Perhaps at this point you see where I am going with this. Lastly but by no means “leastly” I think of Jesus. I think of the welcome and reception that he received and how it was so short lived. I think of the “Heroes Welcome” that He stepped into on Palm Sunday so many years ago that we read of in the Bible.

The disciples went and did exactly what Jesus told them to do. They led the donkey and colt out, laid some of their clothes on them, and Jesus mounted. Nearly all the people in the crowd threw their garments down on the road, giving him a royal welcome. Others cut branches from the trees and threw them down as a welcome mat. Crowds went ahead and crowds followed, all of them calling out, “Hosanna to David’s son!” “Blessed is he who comes in God’s name!” “Hosanna in highest heaven!” As he made his entrance into Jerusalem, the whole city was shaken.
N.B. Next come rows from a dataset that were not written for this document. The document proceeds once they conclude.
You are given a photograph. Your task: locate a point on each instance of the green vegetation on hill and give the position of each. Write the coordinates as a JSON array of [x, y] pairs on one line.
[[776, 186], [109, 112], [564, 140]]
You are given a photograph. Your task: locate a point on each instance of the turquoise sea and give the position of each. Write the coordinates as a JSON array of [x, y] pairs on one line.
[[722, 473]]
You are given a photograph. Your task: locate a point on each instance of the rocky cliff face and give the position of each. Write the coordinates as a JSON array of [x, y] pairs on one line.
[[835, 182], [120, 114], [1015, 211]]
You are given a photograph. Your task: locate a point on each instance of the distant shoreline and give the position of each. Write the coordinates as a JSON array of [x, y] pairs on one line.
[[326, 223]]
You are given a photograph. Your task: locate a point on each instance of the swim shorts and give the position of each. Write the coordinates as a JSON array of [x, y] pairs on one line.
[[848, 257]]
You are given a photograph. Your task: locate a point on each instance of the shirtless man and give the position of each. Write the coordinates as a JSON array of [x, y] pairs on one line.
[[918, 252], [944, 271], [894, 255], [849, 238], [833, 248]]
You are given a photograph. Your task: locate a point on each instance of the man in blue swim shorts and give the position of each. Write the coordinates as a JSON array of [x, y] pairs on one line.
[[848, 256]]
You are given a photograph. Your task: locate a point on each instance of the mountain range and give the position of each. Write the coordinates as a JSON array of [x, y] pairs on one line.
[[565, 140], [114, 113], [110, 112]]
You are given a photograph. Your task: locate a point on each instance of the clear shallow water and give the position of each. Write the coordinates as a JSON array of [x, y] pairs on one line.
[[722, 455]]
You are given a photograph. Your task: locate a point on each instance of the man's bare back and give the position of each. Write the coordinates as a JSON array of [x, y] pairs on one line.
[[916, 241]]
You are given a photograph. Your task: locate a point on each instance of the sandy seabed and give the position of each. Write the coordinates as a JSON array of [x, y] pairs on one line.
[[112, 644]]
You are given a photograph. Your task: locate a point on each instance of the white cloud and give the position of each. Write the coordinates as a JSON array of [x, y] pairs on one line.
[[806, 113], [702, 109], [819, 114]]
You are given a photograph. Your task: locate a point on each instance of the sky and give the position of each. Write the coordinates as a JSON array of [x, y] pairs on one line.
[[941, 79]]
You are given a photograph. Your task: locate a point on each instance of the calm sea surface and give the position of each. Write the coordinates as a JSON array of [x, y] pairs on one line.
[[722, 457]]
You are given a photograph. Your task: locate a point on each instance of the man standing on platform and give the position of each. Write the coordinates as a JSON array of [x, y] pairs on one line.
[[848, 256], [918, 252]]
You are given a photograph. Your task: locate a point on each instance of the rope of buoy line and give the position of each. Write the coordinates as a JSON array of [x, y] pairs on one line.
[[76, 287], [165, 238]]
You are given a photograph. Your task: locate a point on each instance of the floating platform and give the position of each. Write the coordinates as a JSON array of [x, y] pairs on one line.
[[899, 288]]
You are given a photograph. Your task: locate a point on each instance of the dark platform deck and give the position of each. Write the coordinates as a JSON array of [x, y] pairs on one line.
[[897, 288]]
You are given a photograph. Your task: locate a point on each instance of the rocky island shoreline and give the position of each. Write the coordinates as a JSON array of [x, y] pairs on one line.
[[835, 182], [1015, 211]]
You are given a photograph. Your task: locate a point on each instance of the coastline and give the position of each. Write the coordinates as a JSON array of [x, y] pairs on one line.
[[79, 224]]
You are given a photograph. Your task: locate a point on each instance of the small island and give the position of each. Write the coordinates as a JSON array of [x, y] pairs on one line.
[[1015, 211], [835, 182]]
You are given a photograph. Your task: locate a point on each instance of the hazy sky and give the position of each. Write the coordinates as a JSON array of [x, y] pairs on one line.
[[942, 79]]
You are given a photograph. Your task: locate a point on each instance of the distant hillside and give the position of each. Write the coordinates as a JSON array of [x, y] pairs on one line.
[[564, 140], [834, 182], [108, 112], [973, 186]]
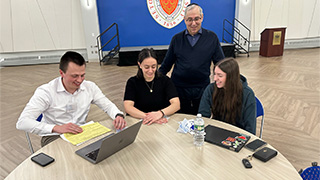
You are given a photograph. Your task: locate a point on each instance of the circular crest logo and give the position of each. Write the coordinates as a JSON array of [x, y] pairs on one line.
[[167, 13]]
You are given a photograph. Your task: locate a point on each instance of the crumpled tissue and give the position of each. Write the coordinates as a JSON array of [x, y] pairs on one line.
[[186, 126]]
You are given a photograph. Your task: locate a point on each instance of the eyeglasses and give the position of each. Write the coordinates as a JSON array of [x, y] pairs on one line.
[[190, 20], [192, 4]]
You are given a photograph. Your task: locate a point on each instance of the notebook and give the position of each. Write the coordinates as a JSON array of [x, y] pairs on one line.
[[225, 138], [107, 146]]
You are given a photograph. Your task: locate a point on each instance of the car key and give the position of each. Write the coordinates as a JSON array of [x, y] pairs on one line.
[[246, 163]]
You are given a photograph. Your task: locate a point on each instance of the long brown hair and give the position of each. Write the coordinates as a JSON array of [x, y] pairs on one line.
[[144, 54], [227, 102]]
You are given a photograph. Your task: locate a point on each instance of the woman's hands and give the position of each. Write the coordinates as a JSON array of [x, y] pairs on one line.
[[154, 117]]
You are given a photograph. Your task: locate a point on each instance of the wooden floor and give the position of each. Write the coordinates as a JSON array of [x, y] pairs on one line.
[[288, 86]]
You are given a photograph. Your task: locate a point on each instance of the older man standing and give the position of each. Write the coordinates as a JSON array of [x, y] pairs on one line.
[[191, 52]]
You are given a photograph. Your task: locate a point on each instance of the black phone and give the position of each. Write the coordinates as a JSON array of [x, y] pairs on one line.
[[254, 145], [42, 159]]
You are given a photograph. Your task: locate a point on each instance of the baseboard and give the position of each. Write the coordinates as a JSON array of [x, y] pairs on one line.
[[35, 57], [292, 43]]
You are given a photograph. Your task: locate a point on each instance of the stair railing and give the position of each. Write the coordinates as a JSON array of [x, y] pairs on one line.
[[114, 51], [236, 36]]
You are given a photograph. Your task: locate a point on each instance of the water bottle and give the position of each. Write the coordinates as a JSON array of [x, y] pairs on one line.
[[198, 137]]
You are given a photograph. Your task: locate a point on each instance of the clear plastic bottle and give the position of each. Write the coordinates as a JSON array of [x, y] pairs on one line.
[[198, 137]]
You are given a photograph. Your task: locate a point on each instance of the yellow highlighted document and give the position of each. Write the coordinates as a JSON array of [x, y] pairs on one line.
[[89, 131]]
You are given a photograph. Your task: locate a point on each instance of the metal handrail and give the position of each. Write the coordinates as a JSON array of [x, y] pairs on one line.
[[114, 50], [236, 35]]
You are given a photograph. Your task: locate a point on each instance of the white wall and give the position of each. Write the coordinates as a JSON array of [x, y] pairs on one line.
[[300, 17], [40, 26], [46, 27], [91, 28], [36, 25]]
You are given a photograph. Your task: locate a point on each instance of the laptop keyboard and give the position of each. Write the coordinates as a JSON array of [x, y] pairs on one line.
[[93, 154]]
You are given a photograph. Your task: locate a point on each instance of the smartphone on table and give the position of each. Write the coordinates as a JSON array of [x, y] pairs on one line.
[[42, 159], [255, 144]]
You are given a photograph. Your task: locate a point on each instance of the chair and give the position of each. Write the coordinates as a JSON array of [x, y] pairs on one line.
[[28, 137], [260, 112]]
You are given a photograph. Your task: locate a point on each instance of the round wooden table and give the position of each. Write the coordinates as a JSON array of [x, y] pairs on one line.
[[159, 152]]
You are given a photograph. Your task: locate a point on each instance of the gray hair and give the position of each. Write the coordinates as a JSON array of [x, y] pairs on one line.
[[192, 6]]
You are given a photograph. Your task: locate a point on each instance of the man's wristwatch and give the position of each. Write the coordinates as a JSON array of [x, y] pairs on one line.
[[119, 114]]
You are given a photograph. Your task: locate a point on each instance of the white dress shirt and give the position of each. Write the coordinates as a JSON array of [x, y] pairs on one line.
[[59, 107]]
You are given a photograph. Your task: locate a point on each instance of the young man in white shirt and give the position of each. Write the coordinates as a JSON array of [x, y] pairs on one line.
[[65, 102]]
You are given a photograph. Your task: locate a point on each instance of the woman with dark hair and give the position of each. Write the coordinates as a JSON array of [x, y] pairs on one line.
[[229, 98], [150, 95]]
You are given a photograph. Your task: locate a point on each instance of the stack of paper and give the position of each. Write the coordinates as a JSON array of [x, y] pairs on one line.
[[90, 130]]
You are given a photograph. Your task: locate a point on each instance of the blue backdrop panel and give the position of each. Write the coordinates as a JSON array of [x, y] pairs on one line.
[[138, 28]]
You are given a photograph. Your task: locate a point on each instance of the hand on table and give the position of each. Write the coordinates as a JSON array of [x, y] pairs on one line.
[[119, 123], [154, 117]]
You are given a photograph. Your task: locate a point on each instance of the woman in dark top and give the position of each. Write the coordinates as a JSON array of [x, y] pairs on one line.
[[150, 95], [229, 98]]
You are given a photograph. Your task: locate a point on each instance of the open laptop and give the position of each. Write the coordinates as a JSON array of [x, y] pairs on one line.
[[225, 138], [110, 144]]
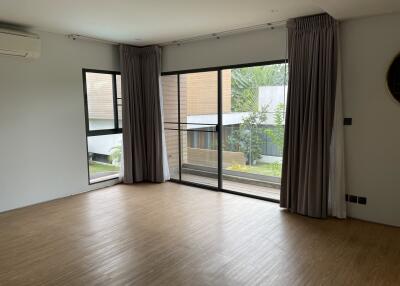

Unnerved, people were asking, “What’s going on here? Who is this?” The parade crowd answered, “This is the prophet Jesus, the one from Nazareth in Galilee.”

Matthew 21:6-11

Now just a mere few days later, the very ones that were calling and singing His praises, the ones who were laying their cloaks and palm branches at His feet were calling out for his death. This is a twist that is unlike any modern day “Heroes Welcome” that we are aware of. You see even for our Hero in this story, nothing came easy. What he had really been sent here to accomplish and compete would cost Him His life and eventually did – as we all know the story; however, there in lies the point that must be emphasized. With cost also comes value. These acts of bravery and achievement that we celebrate with parades, ceremonies and at appropriate times silence don’t come easily and we do have somewhat of and understanding of the cost and investment that has gone into making this, that is being recognized, possible. The same must apply to Jesus. He is honoured and worshipped and should be forever praised because of what He was willing to go through on our behalf so many years ago. The reception that He deserved came prior to His death you see as He was truly performing what we might define today as “heroics”, He was being laughed at, beaten, whipped, spit upon, humiliated, mocked and denounced. That’s why I think for those of us who claim to know Him we are responsible to daily throw a parade, and celebrate what He’s done for us through our actions, speech, conduct and character.

Let’s remember to give credit where credit is do and encourage and celebrate victories and accomplishments of past Heroes and those to come. Yet let’s be ever so certain to not forget about The Hero and how after a punishment that did not fit the crime but fit His Father’s plan our Hero…well “He-Rose”!